Ha fatto il giro del web l’intervento – giustissimo e condivisibile – di Roberto Bolle, in udienza alla Camera, che è andato persino sulle pagine di quotidiani che normalmente di danza non si sognano neanche di parlare. Un intervento tardivo e in parte fuorviante, perché tiene conto di un solo punto di vista sulla danza, ossia quello delle fondazioni e dei corpi di ballo chiusi, e lo ringraziamo tutti sinceramente per aver messo la faccia in questa occasione, per aver portato attenzione sul tema, ma la danza italiana non è solo quella delle fondazioni (carrozzoni su cui ci sarebbe molto da dire, ma rischio di scrivere un trattato), esiste anche una nuova danza che brulica di vita, in altri contesti, che si stanno dando da fare alla grande, anche se non visti e non ascoltati. Sono anni che, sulle pagine di questa rivista, io e i miei colleghi in redazione (ma non siamo gli unici a farlo, per fortuna) denunciamo lo stato delle cose, scriviamo della cattiva gestione delle risorse, proponiamo possibili strade percorribili per agire insieme, ma il nostro potere è nulla in confronto a quello di chi gode di esposizione mediatica e che – nonostante gli anni di silenzio su qualsiasi argomento che avesse a che fare con la politica – ad un alito di fiato viene immediatamente investito del ruolo di rappresentante e difensore dei danzatori.
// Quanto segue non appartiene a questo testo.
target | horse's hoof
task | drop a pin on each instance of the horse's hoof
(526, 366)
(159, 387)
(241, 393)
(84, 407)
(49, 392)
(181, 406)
Vorrei ricordare che in questi ultimi due anni molti grandi nomi dello spettacolo dal vivo (ci metto dentro tutte le arti sceniche) se ne sono stati zitti e non hanno detto nulla a difesa del settore, almeno fino a che non hanno cominciato concretamente a misurarsi con la perdita di opportunità lavorative. In questo deserto dei tartari spiccano nomi come quello di Fiorella Mannoia (non è l’unica virtuosa), presente alla manifestazione dei bauli, e che, senza venire a piangere miseria e chiedere soldi, ha posticipato le date del suo tour alla prossima primavera, Fiorella che – tanto per dire – non era presente a quella vergognosa riunione su zoom con Franceschini, in cui si è fatta strada la malsana idea del Netflix della cultura, progetto che ha assorbito risorse che potevano servire ad altro, anziché soddisfare i capricci megalomani di un micro-ministro.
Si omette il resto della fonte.